(1)After section 33 (improvements) of the 1991 Act there is inserted—
Where the tenant has carried out an improvement—
(a)specified in Part II or III of Schedule 5 to this Act; and
(b)by executing work which the landlord was required, at the time the lease was entered into and by virtue of section 5(2)(a) of this Act, to execute in order to fulfil his obligations under the lease,
any term of the lease or of an agreement between the landlord and tenant made before the coming into force of this section which purports to provide that the amount of compensation payable to the tenant for the improvement is less than the amount of compensation to which the tenant is entitled under this Part of this Act for the improvement (or that no compensation is payable) shall not apply in relation to such part or proportion of the improvement as the landlord would have been so required to carry out in order to fulfil those obligations.”.
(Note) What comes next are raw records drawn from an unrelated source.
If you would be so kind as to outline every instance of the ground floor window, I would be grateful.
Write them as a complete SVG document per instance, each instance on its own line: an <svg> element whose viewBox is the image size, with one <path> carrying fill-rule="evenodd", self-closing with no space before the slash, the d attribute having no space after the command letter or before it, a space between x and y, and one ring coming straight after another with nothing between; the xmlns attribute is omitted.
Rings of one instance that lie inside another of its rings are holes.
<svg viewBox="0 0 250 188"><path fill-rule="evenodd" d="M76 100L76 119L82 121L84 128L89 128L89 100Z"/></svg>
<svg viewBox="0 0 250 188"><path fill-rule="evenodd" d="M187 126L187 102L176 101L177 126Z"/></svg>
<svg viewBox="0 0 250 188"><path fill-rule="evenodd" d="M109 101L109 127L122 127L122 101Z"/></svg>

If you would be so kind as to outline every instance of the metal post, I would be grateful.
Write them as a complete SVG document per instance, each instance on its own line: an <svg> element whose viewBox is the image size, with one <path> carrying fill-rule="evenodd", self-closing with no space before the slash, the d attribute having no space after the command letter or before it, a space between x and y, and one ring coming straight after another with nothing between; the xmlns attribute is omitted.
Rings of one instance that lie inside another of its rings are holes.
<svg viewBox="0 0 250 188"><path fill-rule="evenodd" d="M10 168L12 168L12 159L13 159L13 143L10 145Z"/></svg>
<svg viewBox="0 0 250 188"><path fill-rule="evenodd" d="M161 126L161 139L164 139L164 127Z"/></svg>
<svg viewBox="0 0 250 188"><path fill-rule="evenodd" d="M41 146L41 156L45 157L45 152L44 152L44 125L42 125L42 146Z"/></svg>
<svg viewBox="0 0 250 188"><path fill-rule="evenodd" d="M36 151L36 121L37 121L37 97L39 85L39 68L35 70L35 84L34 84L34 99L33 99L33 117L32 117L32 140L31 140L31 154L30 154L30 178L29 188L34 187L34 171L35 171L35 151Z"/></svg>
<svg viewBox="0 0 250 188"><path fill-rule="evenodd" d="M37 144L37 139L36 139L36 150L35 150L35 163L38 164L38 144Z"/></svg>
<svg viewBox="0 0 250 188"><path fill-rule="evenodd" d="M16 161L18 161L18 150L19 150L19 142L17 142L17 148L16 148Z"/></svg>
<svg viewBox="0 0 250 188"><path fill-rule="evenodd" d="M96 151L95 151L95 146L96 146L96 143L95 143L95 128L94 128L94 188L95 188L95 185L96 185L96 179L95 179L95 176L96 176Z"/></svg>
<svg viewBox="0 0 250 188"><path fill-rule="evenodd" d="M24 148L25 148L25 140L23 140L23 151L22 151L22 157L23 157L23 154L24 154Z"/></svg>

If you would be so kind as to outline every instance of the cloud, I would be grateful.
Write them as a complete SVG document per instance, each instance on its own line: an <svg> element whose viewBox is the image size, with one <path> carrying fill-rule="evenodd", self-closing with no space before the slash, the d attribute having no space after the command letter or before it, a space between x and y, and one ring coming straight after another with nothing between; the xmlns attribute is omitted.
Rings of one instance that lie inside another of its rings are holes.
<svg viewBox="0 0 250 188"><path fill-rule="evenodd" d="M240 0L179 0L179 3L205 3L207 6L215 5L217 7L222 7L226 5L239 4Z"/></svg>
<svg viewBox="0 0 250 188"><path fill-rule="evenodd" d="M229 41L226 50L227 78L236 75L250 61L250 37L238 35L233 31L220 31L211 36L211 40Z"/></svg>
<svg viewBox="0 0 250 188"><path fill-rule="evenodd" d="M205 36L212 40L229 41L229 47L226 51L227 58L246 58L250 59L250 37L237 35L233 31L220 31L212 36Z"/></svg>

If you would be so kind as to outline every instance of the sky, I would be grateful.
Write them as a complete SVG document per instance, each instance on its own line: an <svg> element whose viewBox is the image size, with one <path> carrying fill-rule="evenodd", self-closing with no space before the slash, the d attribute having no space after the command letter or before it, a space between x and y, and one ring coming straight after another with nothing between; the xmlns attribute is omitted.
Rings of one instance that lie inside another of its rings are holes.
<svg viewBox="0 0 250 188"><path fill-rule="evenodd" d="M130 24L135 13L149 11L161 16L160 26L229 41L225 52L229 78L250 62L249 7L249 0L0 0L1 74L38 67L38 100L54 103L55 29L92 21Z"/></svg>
(2)The following provisions of that Act (which relate to agreements as to compensation for improvements) are repealed—
(a)in section 34, paragraph (b) of subsection (4);
(b)in section 37, subsection (2); and
(c)in section 38, subsection (5).
(3)In section 38 (notice required of certain improvements) of that Act, after subsection (2) there is inserted—
“(2A)Subsection (1) above shall not apply in the case of an improvement mentioned in subsection (1)(c) above if the improvement was carried out by executing work which the landlord was required, at the time the lease was entered into and by virtue of section 5(2)(a) of this Act, to execute in order to fulfil his obligations under the lease.”.
Commencement Information
I1S. 43 in force at 27.11.2003 by S.S.I. 2003/548, art. 2(d) (with Sch.)